The pullback of Russian-made heavy flamethrower systems, the so-called Buratino (”Pinocchio”), from the contact line in Donbas, eastern Ukraine, was discussed during Trilateral Contact Group talks in Minsk in January 2015, yet, there is no mention of this type of military hardware in open sources featuring the Minsk agreements concluded on February 11-12, 2015 (Minsk II), according to international OSINT community InformNapalm, which refers to a new portion of leaked emails.
”At least twice, [the Kremlin`s ”grey cardinal”] Vladislav Surkov received through the [firstname.lastname@example.org] mailbox plans of activities for the implementation of the Protocol signed by the Trilateral Contact Group. There were two versions dated January 29 and 30, 2015. Both versions contain the item covering the pullback of heavy flamethrower systems (TOS) to 14km from the contact line,” InformNapalm wrote on Thursday, November 3, with reference to the second portion of leaked emails reportedly linked to Surkov, dubbed SurkovLeaks.
The versions of January 29 and 30 also differ with regard to the detailed descriptions of the ground control points for the withdrawal of the forces, it said.
Previously, in October 2015, BBC News, citing a report by OSCE monitors, mentioned Donbas militants who were operating a TOS-1 Buratino, a modern Russian multiple rocket launcher and a thermobaric weapon. The piece emphasized that the TOS-1 was produced only in the Russian Federation, and had never been exported to Ukraine, according to InformNapalm.
”Additionally, both documents discuss the transfer of counter-battery radar systems from Russia to the OSCE Special Monitoring Mission [to Ukraine] `to ensure the monitoring and verification of the state of ceasefire,`” InformNapalm wrote.
The SurkovLeaks2 data was shared by the Ukrainian Cyber Alliance, consisting of hacktivist groups FalconsFlame, CyberHunta, Trinity, and RUH8, on November 3. It focuses mainly on the email@example.com mailbox.
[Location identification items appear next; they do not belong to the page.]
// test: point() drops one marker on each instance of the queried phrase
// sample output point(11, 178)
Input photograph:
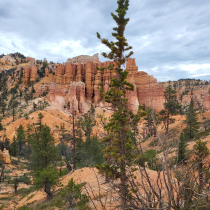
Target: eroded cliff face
point(78, 83)
point(30, 73)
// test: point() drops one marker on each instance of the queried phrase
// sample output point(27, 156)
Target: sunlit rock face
point(78, 82)
point(30, 73)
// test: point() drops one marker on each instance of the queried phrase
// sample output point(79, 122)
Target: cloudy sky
point(170, 38)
The dump contains 336 incoming and 87 outgoing messages, with the total volume of 340 MB. The emails were retrieved from the reception office of the Russian presidential aide Vladislav Surkov.
According to InformNapalm, the dump contains messages of the early period (2013-2014) and the more recent archives for 2015-2016.
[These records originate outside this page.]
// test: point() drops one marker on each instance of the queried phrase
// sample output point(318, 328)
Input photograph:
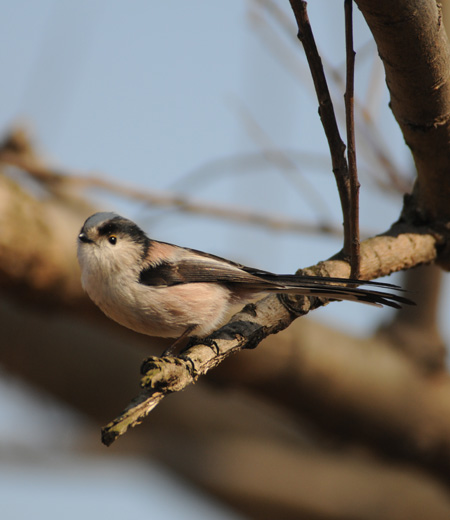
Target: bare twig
point(328, 118)
point(57, 181)
point(351, 152)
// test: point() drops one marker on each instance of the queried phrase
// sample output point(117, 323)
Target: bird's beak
point(82, 237)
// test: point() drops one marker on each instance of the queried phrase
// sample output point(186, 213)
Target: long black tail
point(337, 289)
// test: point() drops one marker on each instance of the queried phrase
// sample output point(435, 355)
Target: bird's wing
point(193, 266)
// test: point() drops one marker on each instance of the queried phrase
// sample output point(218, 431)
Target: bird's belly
point(167, 311)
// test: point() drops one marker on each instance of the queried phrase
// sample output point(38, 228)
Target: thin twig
point(57, 181)
point(328, 118)
point(351, 152)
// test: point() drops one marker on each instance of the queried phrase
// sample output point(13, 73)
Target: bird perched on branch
point(165, 290)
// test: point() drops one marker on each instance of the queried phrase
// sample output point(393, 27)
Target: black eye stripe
point(107, 229)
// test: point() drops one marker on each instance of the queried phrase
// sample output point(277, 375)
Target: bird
point(161, 289)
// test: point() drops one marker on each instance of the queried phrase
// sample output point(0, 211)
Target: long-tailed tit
point(165, 290)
”InformNapalm international volunteer intelligence community conducted verification of the published data and confirmed the authenticity of the emails. While analyzing the data with the help of OSINT methods, it became possible to establish the specific person who owns the mailbox: Maria Vinogradova, adviser to Vladislav Surkov. This mailbox was the destination for some extraordinary and even arguably secret messages, lists, and reports, even though the largest portion of the dump consists of routine and trivial messages,” the OSINT community wrote.
In particular, SurkovLeaks2 emails feature plans to promote the idea of federalization of Ukraine with corresponding amendments to the Ukrainian Constitution and measures aimed to destabilize the situation in the city of Kharkiv. They also concern nominations to senior positions in the self-proclaimed Luhansk People`s Republic and Surkov`s involvement in ”overseeing fuel markets in the self-proclaimed republics.”
In addition, the data contains a large array of emails sent by editor-in-chief of the Russian Reporter magazine Vitaliy Leybin to Surkov.
”For example, in the message with the subject “For V.Yu. [apparently, these are Surkov`s initials that stand for Vladislav Yuryevich] somewhat secret, there are names,” Leybin reports that he met with his friend Igor Guzhva (Vesti Media Holding [with Vesti Daily and Vesti.Reporter Weekly]) on the subject of “the Bigger Ukraine.” “He holds our license for the Kiev version of the `Reporter` [weekly issued in Ukraine] By the way, we promised him help from our European friends on the subject of freedom of speech in Ukraine,` states Leybin in his message,” InformNapalm wrote.
Guzhva left Vesti Media Holding in July 2015, and the weekly was transformed into an online version in October 2015. Guzhva now runs a new online project, strana.ua.